(Originally posted 2012-11-24.)
I seem to be obsessed with finding patterns in data, don’t I? And, to my mind, I’m insufficiently obsessed to bring it all to a thunderous conclusion.
Pardon the self-flagellation 🙂 here: This stuff is technically difficult. But just yesterday I think I made a breakthrough. I think it’s worth sharing it with you. But first some motivation and some prerequisite knowledge.
In one of my current studies I encountered a WLM service class with over 100 IMS Message-Processing Regions (MPR’s), a sea of address space names that all seemed to start with “IM” and had a “T” as the fourth character. I wanted to do two things:
- See how well this pattern fitted (and any others I thought I saw).
- Extract any varying portions.
As you’ll see with Regular Expressions I could do both.
Regular expressions (in this post referred to as "Regexps" though often seen as "Regexes" or "Regex’s") neatly (but geekishly) solve the problem of a general search and matching language).
Regexps are extremely powerful and reasonably well understood in the Unix / Linux / Web world. We don’t really know them in the z/OS world but we can certainly use them. Tools like sed, awk and grep all use Regexps. In my case I’m using the PHP built-in prey_match() function.
Consider the following regular expression: ^IM(.)T(.+)$.
It looks complicated, but let’s dissect it:
Believe me you soon get used to the above set of pretty standard pieces of RegEx.
This particular Regexp wasn’t chosen at random, or particularly to show off features. It’s actually the first one I used on real live jobnames – as I thought I saw a pattern.
Capturing groups need a little explanation – as they’re a very useful and highly relevant feature of Regexps. They have two main functions:
- Allowing you to extract the varying portions of the string being matched. This, you’ll recall, I wanted.
- Through the use of back references to refer to a varying match early in the Regexp in a later portion of the Regexp. For example, “\1” refers to the first capturing group. (I actually didn’t need this but it’s possible I might in some other set of data.)
I replaced the second capturing group – “(.+)” – with one that more tightly defined the match: “(\d+)” matches any number of numeric digits. The number of matches stayed the same, demonstrating that all the jobs had a trailing numeric identifier. (I’d suspected this but wasn’t keen on wasting my time checking it when a well-crafted Regexp could do it for me.)
So, I’ve shown you some of the power of Regexps. And they’re not too bad to work with once you’ve got used to them.
Bear in mind this is a prototype that’s already yielded results: I’m confirming patterns, counting matches and extracting variable portions of job names.
I wrote some PHP code, using the preg_match() built-in function to do the Regexp work. This code reads a file containing the results of a query against my performance database, each line starting with the SMFID and the job name.

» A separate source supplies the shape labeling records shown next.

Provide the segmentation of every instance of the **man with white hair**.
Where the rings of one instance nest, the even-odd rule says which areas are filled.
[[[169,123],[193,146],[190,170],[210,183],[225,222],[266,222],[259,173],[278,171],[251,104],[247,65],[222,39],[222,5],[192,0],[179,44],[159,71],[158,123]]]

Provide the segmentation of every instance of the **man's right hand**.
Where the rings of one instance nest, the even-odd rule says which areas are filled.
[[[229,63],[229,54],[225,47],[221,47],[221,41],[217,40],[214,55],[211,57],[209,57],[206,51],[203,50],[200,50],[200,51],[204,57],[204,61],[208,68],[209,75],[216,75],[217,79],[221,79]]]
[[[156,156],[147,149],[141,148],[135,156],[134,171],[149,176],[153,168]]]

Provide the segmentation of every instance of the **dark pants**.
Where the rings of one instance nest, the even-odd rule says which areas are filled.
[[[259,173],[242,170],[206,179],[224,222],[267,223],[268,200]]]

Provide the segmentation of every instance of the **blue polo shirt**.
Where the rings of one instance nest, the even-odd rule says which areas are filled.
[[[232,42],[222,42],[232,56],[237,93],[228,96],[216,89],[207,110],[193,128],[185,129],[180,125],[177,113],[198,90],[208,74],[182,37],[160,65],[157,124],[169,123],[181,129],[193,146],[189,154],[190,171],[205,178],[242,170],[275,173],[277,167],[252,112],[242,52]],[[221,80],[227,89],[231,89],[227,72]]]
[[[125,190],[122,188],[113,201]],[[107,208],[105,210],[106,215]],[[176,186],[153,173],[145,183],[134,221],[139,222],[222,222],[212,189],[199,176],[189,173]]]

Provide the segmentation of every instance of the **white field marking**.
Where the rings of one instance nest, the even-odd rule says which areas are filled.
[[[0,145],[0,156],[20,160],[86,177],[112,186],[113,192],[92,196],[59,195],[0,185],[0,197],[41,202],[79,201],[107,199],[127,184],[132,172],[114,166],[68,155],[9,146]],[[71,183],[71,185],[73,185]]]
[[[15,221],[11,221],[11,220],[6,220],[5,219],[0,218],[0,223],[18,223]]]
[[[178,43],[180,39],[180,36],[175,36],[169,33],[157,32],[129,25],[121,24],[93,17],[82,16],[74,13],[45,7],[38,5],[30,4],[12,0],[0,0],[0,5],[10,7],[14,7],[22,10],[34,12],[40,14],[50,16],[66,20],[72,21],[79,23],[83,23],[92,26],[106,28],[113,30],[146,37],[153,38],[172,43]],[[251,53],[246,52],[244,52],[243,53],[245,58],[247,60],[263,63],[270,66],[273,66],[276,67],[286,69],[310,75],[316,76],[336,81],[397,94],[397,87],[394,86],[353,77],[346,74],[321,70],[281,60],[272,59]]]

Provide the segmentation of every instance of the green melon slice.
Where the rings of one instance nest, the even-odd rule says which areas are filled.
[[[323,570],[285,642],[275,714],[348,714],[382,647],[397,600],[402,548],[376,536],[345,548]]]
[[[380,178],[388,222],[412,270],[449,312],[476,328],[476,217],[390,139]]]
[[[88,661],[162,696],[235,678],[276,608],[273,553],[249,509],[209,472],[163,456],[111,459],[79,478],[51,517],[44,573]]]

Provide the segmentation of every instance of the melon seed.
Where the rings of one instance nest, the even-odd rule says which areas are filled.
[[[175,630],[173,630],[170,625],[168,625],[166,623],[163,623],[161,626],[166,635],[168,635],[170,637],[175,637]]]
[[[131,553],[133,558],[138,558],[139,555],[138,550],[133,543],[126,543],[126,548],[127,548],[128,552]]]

It also puts up an HTML form (the reason this is PHP) which allows me to enter up to five Regexps. These Regexps are all applied to each job name and a line printed about the job’s matching, including the fragments yielded by the two capturing groups.

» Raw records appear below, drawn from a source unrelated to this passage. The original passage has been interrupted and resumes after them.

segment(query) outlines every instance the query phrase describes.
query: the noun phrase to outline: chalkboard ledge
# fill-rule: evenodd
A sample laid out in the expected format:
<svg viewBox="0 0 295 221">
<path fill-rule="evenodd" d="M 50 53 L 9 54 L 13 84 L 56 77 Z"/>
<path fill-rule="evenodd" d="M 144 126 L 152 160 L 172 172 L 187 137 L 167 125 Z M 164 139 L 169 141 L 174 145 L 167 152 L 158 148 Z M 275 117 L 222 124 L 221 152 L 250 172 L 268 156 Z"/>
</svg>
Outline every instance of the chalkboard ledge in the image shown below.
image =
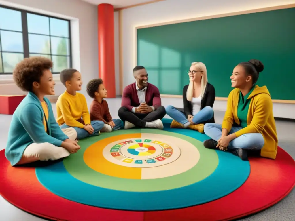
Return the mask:
<svg viewBox="0 0 295 221">
<path fill-rule="evenodd" d="M 182 98 L 182 95 L 177 95 L 173 94 L 160 94 L 160 96 L 162 98 Z M 217 97 L 215 98 L 215 100 L 227 100 L 227 98 Z M 295 100 L 271 100 L 273 102 L 273 103 L 295 104 Z"/>
</svg>

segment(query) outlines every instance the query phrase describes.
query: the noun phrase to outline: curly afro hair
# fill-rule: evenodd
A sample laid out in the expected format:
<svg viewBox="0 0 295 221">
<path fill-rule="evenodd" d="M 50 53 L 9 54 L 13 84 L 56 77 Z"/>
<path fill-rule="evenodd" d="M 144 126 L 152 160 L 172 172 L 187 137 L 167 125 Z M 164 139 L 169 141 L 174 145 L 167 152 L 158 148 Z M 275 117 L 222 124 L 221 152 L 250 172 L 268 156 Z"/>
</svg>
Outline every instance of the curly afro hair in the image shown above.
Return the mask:
<svg viewBox="0 0 295 221">
<path fill-rule="evenodd" d="M 22 90 L 32 91 L 33 83 L 40 82 L 45 70 L 52 67 L 50 59 L 37 56 L 26 58 L 15 66 L 12 73 L 16 84 Z"/>
<path fill-rule="evenodd" d="M 87 84 L 86 90 L 87 93 L 91 98 L 94 98 L 94 93 L 98 90 L 99 85 L 104 83 L 102 79 L 101 78 L 93 79 L 88 82 Z"/>
</svg>

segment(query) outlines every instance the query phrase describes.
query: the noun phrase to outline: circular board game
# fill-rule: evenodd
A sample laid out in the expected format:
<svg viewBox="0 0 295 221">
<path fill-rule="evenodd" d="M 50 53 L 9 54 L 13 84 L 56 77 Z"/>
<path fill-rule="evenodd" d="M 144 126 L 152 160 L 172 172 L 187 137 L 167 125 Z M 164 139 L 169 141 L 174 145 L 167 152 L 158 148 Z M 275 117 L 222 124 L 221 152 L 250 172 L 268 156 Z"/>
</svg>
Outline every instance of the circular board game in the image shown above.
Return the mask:
<svg viewBox="0 0 295 221">
<path fill-rule="evenodd" d="M 205 148 L 206 135 L 163 121 L 163 130 L 120 130 L 80 140 L 77 153 L 53 162 L 12 167 L 0 151 L 0 193 L 54 220 L 213 221 L 265 209 L 294 187 L 295 162 L 279 147 L 275 160 L 243 161 Z"/>
</svg>

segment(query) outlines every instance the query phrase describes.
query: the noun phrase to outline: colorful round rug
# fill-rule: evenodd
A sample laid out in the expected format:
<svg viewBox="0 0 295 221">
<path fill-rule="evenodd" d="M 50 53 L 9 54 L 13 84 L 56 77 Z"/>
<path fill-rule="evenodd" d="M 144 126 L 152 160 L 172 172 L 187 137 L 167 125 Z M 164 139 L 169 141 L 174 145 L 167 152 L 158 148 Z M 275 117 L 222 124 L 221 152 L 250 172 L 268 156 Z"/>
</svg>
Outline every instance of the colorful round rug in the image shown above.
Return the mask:
<svg viewBox="0 0 295 221">
<path fill-rule="evenodd" d="M 163 121 L 163 130 L 81 140 L 77 153 L 56 161 L 13 167 L 0 151 L 0 193 L 54 220 L 212 221 L 265 209 L 294 187 L 295 162 L 281 148 L 275 160 L 244 161 L 205 148 L 204 134 Z"/>
</svg>

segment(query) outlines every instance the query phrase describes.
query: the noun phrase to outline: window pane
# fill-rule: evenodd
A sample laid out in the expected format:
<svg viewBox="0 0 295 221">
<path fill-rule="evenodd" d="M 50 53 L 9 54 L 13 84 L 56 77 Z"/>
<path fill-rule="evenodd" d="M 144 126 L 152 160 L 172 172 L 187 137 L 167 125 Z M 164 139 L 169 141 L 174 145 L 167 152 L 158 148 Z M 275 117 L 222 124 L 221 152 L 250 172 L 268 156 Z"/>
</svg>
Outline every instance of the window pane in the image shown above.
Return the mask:
<svg viewBox="0 0 295 221">
<path fill-rule="evenodd" d="M 15 65 L 24 59 L 24 54 L 21 53 L 2 52 L 4 72 L 12 72 Z"/>
<path fill-rule="evenodd" d="M 33 57 L 35 56 L 41 56 L 42 57 L 45 57 L 50 59 L 51 59 L 51 56 L 50 55 L 40 55 L 38 54 L 30 54 L 29 55 L 30 57 Z"/>
<path fill-rule="evenodd" d="M 0 7 L 0 29 L 22 31 L 20 11 Z"/>
<path fill-rule="evenodd" d="M 50 18 L 50 35 L 69 37 L 69 22 Z"/>
<path fill-rule="evenodd" d="M 49 18 L 34 14 L 27 14 L 28 32 L 49 35 Z"/>
<path fill-rule="evenodd" d="M 23 52 L 22 33 L 7 31 L 0 31 L 3 51 Z"/>
<path fill-rule="evenodd" d="M 29 51 L 31 53 L 50 54 L 49 37 L 29 34 Z"/>
<path fill-rule="evenodd" d="M 0 72 L 3 72 L 3 67 L 2 67 L 2 59 L 1 58 L 1 52 L 0 52 Z"/>
<path fill-rule="evenodd" d="M 70 45 L 67 38 L 50 37 L 53 55 L 70 55 Z"/>
<path fill-rule="evenodd" d="M 60 72 L 64 69 L 70 68 L 70 57 L 67 56 L 52 55 L 52 61 L 53 72 Z"/>
</svg>

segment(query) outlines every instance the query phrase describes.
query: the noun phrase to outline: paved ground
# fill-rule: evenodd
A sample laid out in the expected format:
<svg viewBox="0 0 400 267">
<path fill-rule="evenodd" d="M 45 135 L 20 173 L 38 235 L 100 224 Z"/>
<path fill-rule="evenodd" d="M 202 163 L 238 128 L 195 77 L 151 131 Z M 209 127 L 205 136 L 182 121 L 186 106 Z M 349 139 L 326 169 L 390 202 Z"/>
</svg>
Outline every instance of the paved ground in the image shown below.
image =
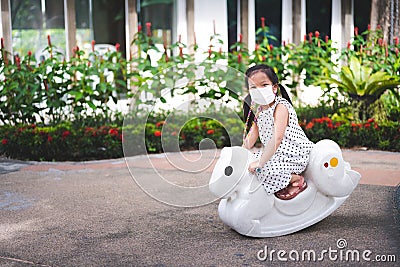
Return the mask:
<svg viewBox="0 0 400 267">
<path fill-rule="evenodd" d="M 166 205 L 131 176 L 152 181 L 154 166 L 174 183 L 206 184 L 213 165 L 196 161 L 196 153 L 184 156 L 203 171 L 180 171 L 184 163 L 177 154 L 168 160 L 154 155 L 151 162 L 130 158 L 130 170 L 124 159 L 0 160 L 0 266 L 398 266 L 400 153 L 345 150 L 345 160 L 362 174 L 349 199 L 303 231 L 263 239 L 223 225 L 216 201 L 196 208 Z M 337 242 L 344 241 L 347 246 L 339 249 Z M 265 250 L 272 262 L 258 259 Z M 287 259 L 290 253 L 315 251 L 323 260 L 282 262 L 278 250 Z M 349 253 L 359 253 L 360 262 L 351 261 Z M 378 258 L 386 262 L 372 261 Z"/>
</svg>

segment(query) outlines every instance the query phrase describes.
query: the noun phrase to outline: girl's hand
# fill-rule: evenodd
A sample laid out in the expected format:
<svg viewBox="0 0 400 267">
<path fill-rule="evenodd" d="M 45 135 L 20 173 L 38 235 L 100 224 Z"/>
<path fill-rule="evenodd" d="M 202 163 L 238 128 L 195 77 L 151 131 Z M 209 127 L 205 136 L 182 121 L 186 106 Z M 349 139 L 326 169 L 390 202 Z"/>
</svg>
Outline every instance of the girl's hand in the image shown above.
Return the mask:
<svg viewBox="0 0 400 267">
<path fill-rule="evenodd" d="M 250 173 L 254 174 L 257 169 L 261 169 L 261 168 L 262 167 L 260 166 L 260 162 L 259 161 L 254 161 L 254 162 L 250 163 L 248 170 L 249 170 Z"/>
</svg>

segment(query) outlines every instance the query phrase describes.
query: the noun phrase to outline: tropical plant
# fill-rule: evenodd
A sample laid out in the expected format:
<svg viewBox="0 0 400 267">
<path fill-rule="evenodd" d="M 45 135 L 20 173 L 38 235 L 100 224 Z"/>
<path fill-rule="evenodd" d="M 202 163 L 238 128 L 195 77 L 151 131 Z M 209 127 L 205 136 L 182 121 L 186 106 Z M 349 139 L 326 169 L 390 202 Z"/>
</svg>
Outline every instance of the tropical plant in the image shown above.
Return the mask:
<svg viewBox="0 0 400 267">
<path fill-rule="evenodd" d="M 374 72 L 372 67 L 362 65 L 355 56 L 349 58 L 348 65 L 342 66 L 336 76 L 338 78 L 322 78 L 319 83 L 334 84 L 340 92 L 347 94 L 351 98 L 356 119 L 360 120 L 371 117 L 369 106 L 384 92 L 396 92 L 395 89 L 400 85 L 399 77 L 385 71 Z"/>
</svg>

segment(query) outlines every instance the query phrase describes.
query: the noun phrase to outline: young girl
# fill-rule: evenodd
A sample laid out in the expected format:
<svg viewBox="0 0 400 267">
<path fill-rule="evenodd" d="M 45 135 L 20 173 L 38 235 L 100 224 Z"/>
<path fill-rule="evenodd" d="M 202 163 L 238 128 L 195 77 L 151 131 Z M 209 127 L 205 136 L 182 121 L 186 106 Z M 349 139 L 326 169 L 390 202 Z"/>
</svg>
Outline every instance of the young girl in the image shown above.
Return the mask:
<svg viewBox="0 0 400 267">
<path fill-rule="evenodd" d="M 246 85 L 250 102 L 259 107 L 254 115 L 251 108 L 244 105 L 248 110 L 245 111 L 248 134 L 243 146 L 253 148 L 258 137 L 263 144 L 256 153 L 257 160 L 249 165 L 249 171 L 257 175 L 267 194 L 275 193 L 283 200 L 292 199 L 307 187 L 301 173 L 308 164 L 314 144 L 300 128 L 290 98 L 271 67 L 255 65 L 249 68 Z M 278 91 L 282 97 L 277 95 Z"/>
</svg>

A count of matches for each Regexp is printed at the bottom, together with the number of job names that failed to match any of the Regexps.
In fact with five Regexps only one job name failed to match. These five Regexps are disjoint in that none are refinements of any of the others. If I put them on a pie chart it would look something like this:
I don’t suppose I’m going to present it to the customer with labels such as these. 🙂
This is just the start of something, and there are lots of ways to go on it. But it’s immediately useful.
I wrote the PHP code in such a way I could easily allow for more RegExps.
I could work on the presentation a lot. I could, for example, do some analysis of the varying portions of the job names.
I could apply it to just about any character string, from an data. So, for example, data set names, volsers, SMFIDs are just a few possibilities. And I could use it to analyse multiple (space-delimited) fields at once: An interesting one which actually would use back references is checking whether a portion of the SMFID appeared in the jobname (or if the SMFID appeared in a data set name).
What I think is a lot further away is automatically generating the Regexps. I’ve made attempts at this before but I think typing in my own Regexps is quite good enough.
You’ll recognise there are common building blocks in the Regexp I’ve dissected:
- “^” and “$” as anchors.
- “(.)”, “(.+)” and “(\d+)” as capturing groups.
- “/1” etc as back references.
- Literal character strings.
Some of these could become buttons and some entry fields. So I could simplify the creation of Regexps a little. (If it’s just for me I don’t think I’ll bother.)
So lots of possibilities. I’m just very pleased it worked. And I think many of you might find it a useful technique, too: Throwing a battery of Regexps at e.g. job names.